Nachdem im Dezember 2014 mutmaßliche pakistanische Taliban bei einem Massaker an einer Schule 130 Kinder töteten, konnte das Militär das Problem nicht länger kleinreden. Nach der darauf gefolgten Armeeoffensive ging die Zahl der Anschläge auch eine Weile zurück. In diesem Jahr hat es in Pakistan aber schon wieder fünf große Terrorangriffe gegeben.
Erschwerend kommt hinzu, dass die Anschläge vor dem Hintergrund eines Machtkampfs zwischen der zivilen Regierung von Nawaz Sharif und dem von General Raheel Sharif geführten Militär stattfinden. Die beiden Sharifs sind nicht verwandt. General Sharif müsste eigentlich Ende November in den Ruhestand gehen. Das würde Premierminister Sharif stärken. Doch der Terroranschlag von Quetta setzt die Regierung unter Druck, ihn im Amt zu lassen. Denn wäre es nicht verantwortungslos, bei akuter Terrorgefahr ausgerechnet den obersten Militär auszuwechseln?

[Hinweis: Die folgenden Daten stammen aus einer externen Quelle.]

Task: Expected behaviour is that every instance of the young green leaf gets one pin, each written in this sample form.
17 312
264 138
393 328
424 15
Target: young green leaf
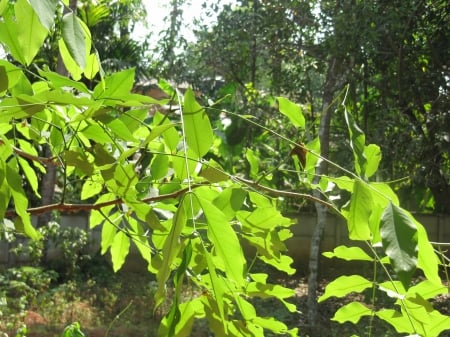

Premier Sharif ist schon wegen der „Panama Papers“ belastet. Das Militär hat zudem mit Aggressionen in Kaschmir Sharifs Annäherung an Indien und damit Pakistans wirtschaftliche Erholung hintertrieben. Es gibt keine Beweise, dass das Militär hinter dem Angriff in Quetta steckt. Aber es gibt zu denken, dass General Sharif gestärkt und Premier Sharif geschwächt aus dem Blutbad hervorgehen wird.